«Avant, dans la Vallée de la Roya, nous étions agriculteurs, infirmiers, avocats, professeurs, ouvriers. Nous étions impliqués dans notre travail, dans nos associations sportives, artistiques, culturelles, paysannes. Nous faisions vivre notre vallée car nous nous sentions lui appartenir. Cette cohésion sociale nous a permis de nous mobiliser face à ce drame qu’est la migration. Nous n’étions pas militants « pro-migrants » mais nous le sommes devenus malgré nous, par l’acharnement judiciaire et la forte médiatisation de notre lutte. Notre vallée a été abandonnée par l’Etat Français, sacrifiée pour la lutte contre la migration. Notre vallée servirait de frontière sans que l’Etat n’en assume les conséquences. Nous n’avions pas d’autre choix que de prendre la «cape» du militant pro-migrants car pour nous il était impossible de garder l’intégrité de notre vallée sans redonner l’intégrité aux personnes exilées.
Grâce aux bénévoles et aux personnes réfugiées elles-mêmes, nous avons pu organiser l’accueil d’urgence de milliers de personnes. Un réel refuge où les personnes peuvent manger, dormir, se reposer, se faire soigner mais aussi rire, apprendre et s’impliquer. Très vite, nous réalisons que la qualité de l’accueil ne repose pas sur le confort du lieu, mais sur la considération de la personne. C’est en traitant les personnes réfugiées à l’égal de soi, en les responsabilisant, et en les rendant essentielles au bon fonctionnement du lieu que l’accueil amorce l’insertion de ces personnes.

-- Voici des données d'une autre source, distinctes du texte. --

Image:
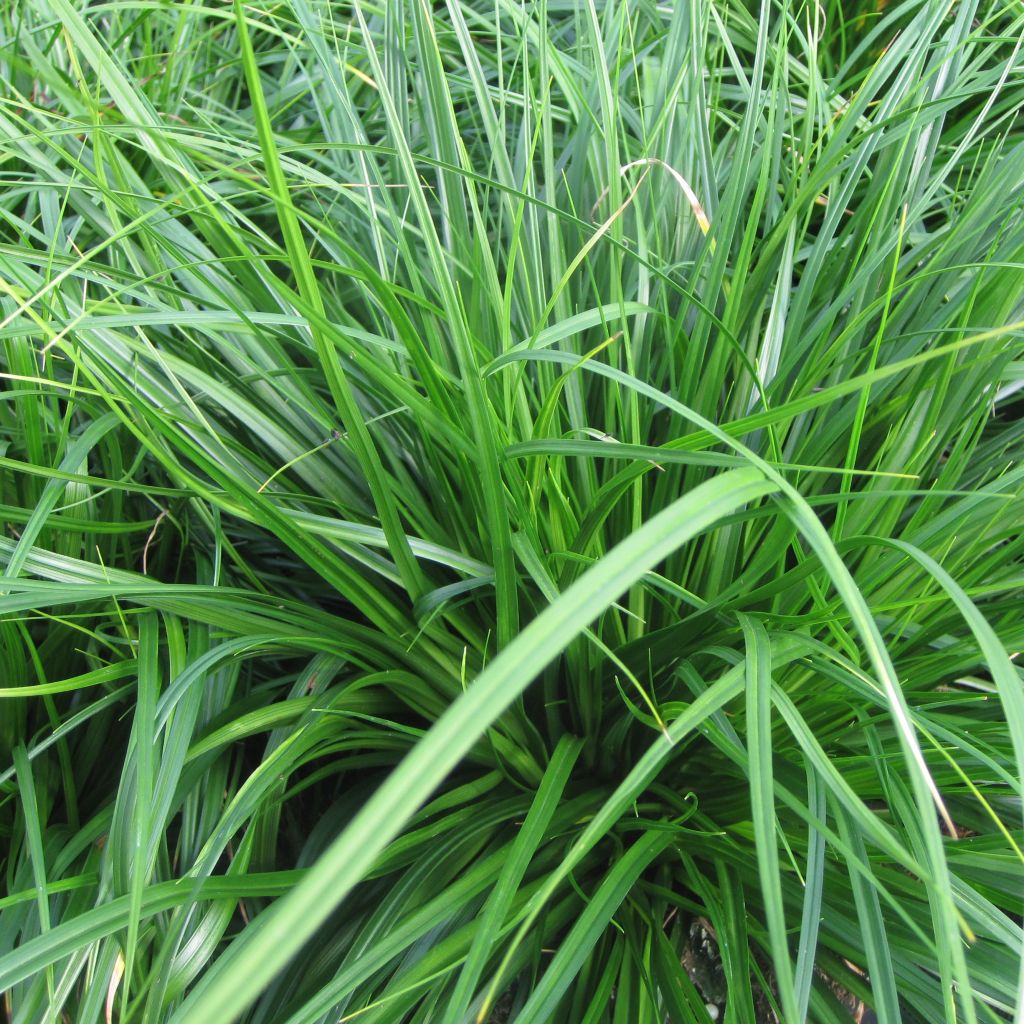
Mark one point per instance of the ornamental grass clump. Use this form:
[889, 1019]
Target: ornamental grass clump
[513, 512]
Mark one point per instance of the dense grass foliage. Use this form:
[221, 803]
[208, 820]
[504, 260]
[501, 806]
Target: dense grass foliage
[513, 512]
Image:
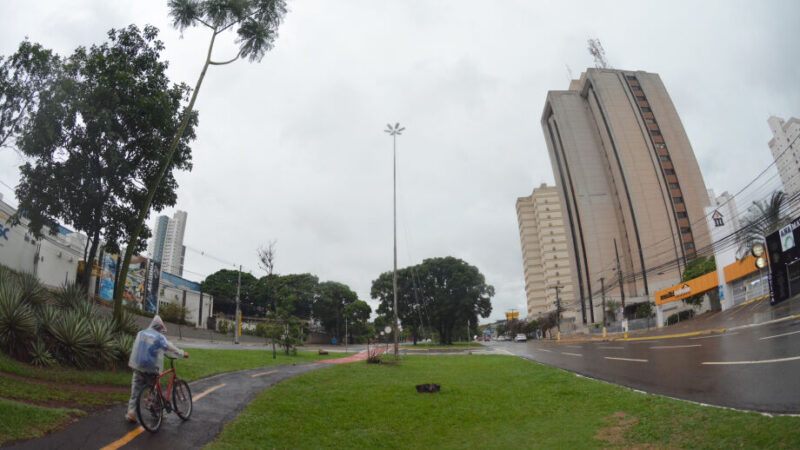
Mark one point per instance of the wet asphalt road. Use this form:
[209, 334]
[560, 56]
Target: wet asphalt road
[210, 414]
[755, 368]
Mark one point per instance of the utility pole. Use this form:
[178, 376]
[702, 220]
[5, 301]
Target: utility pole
[394, 132]
[603, 294]
[238, 319]
[558, 307]
[619, 276]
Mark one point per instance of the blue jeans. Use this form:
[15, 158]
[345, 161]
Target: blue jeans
[139, 381]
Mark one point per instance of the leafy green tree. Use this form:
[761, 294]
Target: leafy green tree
[222, 286]
[96, 140]
[23, 77]
[766, 217]
[698, 267]
[357, 314]
[329, 308]
[448, 291]
[256, 23]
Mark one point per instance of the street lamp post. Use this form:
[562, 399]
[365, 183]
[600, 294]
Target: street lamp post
[394, 132]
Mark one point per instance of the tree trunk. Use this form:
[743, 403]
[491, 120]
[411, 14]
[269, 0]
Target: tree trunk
[87, 273]
[145, 209]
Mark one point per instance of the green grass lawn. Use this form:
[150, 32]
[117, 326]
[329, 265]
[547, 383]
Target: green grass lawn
[488, 401]
[20, 421]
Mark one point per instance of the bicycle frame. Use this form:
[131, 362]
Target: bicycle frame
[157, 382]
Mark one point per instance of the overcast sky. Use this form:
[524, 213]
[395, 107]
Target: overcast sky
[292, 148]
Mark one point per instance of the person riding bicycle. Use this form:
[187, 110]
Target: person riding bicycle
[147, 360]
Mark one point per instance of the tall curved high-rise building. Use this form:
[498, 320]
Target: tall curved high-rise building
[630, 188]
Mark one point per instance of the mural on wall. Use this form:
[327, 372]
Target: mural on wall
[108, 271]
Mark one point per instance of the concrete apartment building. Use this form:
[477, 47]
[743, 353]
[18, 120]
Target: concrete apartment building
[629, 185]
[166, 245]
[785, 149]
[545, 257]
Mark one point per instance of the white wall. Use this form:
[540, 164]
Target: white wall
[169, 294]
[54, 258]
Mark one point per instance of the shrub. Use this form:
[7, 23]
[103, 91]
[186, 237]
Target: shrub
[100, 340]
[17, 320]
[69, 296]
[40, 355]
[126, 324]
[33, 293]
[73, 342]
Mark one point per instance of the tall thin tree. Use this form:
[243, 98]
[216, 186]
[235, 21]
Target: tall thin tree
[256, 23]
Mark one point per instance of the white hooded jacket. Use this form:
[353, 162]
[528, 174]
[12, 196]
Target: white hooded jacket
[147, 354]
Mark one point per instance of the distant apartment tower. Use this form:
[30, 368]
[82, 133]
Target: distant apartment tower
[156, 247]
[630, 186]
[785, 150]
[545, 258]
[166, 246]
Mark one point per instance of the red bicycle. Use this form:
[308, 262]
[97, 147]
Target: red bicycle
[152, 404]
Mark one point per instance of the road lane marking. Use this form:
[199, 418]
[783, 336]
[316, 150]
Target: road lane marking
[675, 346]
[763, 361]
[779, 335]
[714, 335]
[208, 391]
[132, 434]
[124, 439]
[625, 359]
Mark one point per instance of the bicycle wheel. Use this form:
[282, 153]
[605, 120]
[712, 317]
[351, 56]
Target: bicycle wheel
[150, 408]
[182, 399]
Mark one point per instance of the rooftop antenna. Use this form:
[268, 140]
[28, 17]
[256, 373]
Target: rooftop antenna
[596, 49]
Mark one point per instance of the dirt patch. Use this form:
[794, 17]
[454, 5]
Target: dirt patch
[614, 432]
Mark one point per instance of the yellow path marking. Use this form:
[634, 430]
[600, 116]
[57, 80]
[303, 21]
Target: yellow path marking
[208, 391]
[123, 440]
[132, 434]
[263, 373]
[675, 346]
[763, 361]
[625, 359]
[714, 335]
[779, 335]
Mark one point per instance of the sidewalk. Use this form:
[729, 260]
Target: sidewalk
[747, 314]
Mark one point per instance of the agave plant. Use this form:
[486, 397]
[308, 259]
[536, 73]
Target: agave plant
[86, 309]
[73, 343]
[46, 316]
[40, 355]
[122, 346]
[125, 324]
[33, 293]
[17, 320]
[101, 340]
[69, 296]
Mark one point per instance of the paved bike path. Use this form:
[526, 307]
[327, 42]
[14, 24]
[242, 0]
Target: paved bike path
[217, 400]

Nous avons développé le travail de la terre, par le maraîchage, l’aviculture, l’oléiculture, l’auto-construction, pour créer ensemble, et apprendre à apprendre. Les personnes trouvent une place, un rôle. La ferme complantée d’oliviers, accrochée sur un pan de colline, loin de toute habitation, est un espace de rêve pour la première phase de reconstruction de soi. Mais pour la seconde phase, celle de l’insertion, du lien social avec la population, pour les personnes désirant s’installer et construire leur avenir, la ferme est beaucoup trop isolée. Le besoin de lien social avec la population devient indispensable. Notre constat aboutit à une évidence : nous voulons créer un lieu non pas pour les réfugiés mais avec les réfugiés, pour notre vallée, au cœur d’un village, afin d’éviter le communautarisme, et permettre la mixité entre les habitants et les personnes exclues de notre société (étrangères, précaires, en situation de handicap, etc.). Nous voulons créer une dynamique économique, territoriale et solidaire non pas seulement pour des personnes en situation de grande précarité, mais avec elles. Nous voulons prouver que les personnes en situation d’exclusion, quelles qu’elles soient, peuvent jouer un rôle clé dans la dynamisation de nos campagnes, et être garantes du lien social.
Cette dynamique, nous l’avons trouvé au sein du mouvement Emmaüs. Un mouvement dont nous partageons les valeurs, mais aussi les modes d’actions, le terrain. En 2018, lors de l’accompagnement du film Libre de Michel Toesca nous avons réalisé l’ampleur de ce mouvement : un réseau fort de plus de 288 groupes en France, et 350 à l’international. Emmaüs France, par le travail de ses 119 communautés, est aussi l’un des pionniers du recyclage, de la ressourcerie en France, depuis plus de 70 ans. Le réemploi, et le développement durable sont, avec la solidarité, leur cœur de métier. Et quand on aborde le thème du développement durable, on en vient forcément à parler de la nourriture ; comment la produire, comment y accéder, comment se nourrir. Nous avons contacté Emmaüs France pour leur proposer d’être la première communauté Emmaüs dont l’activité ne serait pas la collecte et le recyclage d’objets mais la paysannerie.
De nombreux projets à vocation sociale, de lutte contre l’exclusion, subissent malheureusement des pratiques alimentaires peu saines et peu respectueuses de l’environnement (produits de mauvaise qualité, invendus défiscalisés, etc.). Leur travail est plus que nécessaire, mais entretient d’une certaine façon une « double peine » : une précarité sociale, accompagnée d’une précarité nutritive (et par conséquent une précarité sanitaire). La production paysanne de notre communauté est en partie vivrière, ce qui permet aux personnes en situation d’exclusion de se nourrir de produits biologiques, locaux, de saison, qu’elles ont cultivé elles-mêmes. Les personnes en situation d’exclusion sont actrices de cette agriculture : bien que mises au ban de la société, elles montrent l’exemple, en développant un modèle économique pérenne basé sur une activité paysanne durable et respectueuse de l’environnement. Emmaüs Roya veut montrer qu’il est possible d’apporter des réponses croisées aux problématiques d’environnement et d’exclusion sociale, de lier concrètement justice climatique et justice sociale.